There’s a lot of that stuff we just kind of skip over. It is kind of fun to try. Check out The Year of Living Biblically on your Kindles. AJ Jacobs spent a year trying to follow all the rules of the Bible. He grew up without any faith…and, as he describes himself, “am Jewish in the same way that the Olive Garden is Italian.” I know, you all think Olive Gardens are Greek and the idea of Italy is still a ways off. Anyway, he takes the idea of following the rules to the extreme…and shares the results.
My Year of Living Biblically Check out this 17-minute talk by the author.
“Speaking at the most recent EG conference, author, philosopher, prankster and journalist A.J. Jacobs talks about the year he spent living biblically — following the rules in the Bible as literally as possible.”
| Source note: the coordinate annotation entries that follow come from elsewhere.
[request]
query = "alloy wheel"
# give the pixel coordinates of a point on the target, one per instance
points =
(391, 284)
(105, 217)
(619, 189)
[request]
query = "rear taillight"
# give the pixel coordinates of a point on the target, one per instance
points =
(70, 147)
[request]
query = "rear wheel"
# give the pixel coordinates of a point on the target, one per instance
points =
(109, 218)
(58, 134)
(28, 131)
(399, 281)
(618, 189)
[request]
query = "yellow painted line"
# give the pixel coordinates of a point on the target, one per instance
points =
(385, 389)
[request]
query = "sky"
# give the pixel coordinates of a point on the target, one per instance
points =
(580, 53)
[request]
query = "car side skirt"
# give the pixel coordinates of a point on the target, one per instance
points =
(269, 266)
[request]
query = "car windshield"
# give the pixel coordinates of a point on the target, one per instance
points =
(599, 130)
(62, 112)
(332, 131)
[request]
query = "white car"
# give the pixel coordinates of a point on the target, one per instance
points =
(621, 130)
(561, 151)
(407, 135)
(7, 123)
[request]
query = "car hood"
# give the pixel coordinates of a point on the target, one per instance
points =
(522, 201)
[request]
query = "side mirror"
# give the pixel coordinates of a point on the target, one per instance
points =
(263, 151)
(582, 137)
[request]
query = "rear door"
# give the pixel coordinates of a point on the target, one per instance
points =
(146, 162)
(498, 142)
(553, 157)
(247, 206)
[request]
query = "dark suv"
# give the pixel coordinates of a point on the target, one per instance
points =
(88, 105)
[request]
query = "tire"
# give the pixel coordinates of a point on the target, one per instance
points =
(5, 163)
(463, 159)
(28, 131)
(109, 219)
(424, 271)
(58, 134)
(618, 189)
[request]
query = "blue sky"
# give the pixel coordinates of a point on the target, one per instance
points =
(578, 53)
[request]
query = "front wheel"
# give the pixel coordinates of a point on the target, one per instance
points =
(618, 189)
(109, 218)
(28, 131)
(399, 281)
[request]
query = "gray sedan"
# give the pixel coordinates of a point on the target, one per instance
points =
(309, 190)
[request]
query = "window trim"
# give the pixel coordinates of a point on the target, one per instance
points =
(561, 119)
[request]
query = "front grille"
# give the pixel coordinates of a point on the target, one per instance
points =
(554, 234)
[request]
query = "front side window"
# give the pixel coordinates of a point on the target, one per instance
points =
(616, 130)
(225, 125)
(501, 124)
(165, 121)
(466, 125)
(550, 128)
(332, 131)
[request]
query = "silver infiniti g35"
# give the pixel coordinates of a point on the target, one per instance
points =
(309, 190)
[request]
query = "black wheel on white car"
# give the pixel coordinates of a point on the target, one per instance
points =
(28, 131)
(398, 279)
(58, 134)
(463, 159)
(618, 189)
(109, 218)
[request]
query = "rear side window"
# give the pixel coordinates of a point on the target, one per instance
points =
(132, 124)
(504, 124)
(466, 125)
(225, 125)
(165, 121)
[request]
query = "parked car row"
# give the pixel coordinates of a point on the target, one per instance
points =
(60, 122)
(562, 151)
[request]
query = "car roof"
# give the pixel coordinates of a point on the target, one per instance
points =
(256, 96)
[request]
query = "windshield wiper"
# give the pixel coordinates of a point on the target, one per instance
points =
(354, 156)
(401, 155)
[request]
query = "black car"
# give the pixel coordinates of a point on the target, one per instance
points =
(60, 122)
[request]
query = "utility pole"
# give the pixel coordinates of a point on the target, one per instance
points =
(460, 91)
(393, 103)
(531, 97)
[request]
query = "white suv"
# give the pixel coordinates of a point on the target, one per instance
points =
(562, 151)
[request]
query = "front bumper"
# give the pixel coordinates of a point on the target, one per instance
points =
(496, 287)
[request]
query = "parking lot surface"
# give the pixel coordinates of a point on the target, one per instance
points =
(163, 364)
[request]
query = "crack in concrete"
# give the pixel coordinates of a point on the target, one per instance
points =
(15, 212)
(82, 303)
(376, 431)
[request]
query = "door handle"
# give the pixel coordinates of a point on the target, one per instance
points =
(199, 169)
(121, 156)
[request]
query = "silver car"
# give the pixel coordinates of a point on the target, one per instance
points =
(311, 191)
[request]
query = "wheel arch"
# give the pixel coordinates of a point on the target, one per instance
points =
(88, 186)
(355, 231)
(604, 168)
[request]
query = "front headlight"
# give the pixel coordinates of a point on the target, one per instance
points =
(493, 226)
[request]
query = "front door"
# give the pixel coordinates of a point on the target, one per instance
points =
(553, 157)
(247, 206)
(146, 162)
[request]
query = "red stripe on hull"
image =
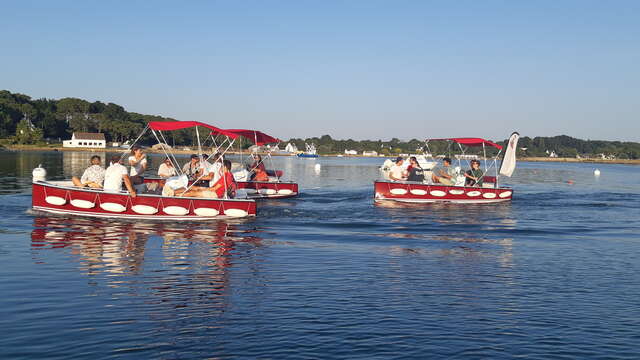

If that isn’t enough to make you at least think twice about ultra-legalism in the mosaic sense, here’s something else that may affect your decision. I have it on pretty sound evidence that Jesus won’t be coming back in a physical way in your lifetime. You couldn’t know that. Paul couldn’t know that. So, I think you might want to consider how you treat yourselves and each other in the act of being Jesus’ sort of proxy-people in Galatia. That might start a nice trend.
Good luck with the new church start. Please try to keep your committees to a minimum and, for the love of the divine, no jello salad at the potlucks. That should be a law.
Yours, futuristically,
SG
Scott you are brilliant and hilarious you make spiritual growth, super fun! Thank you!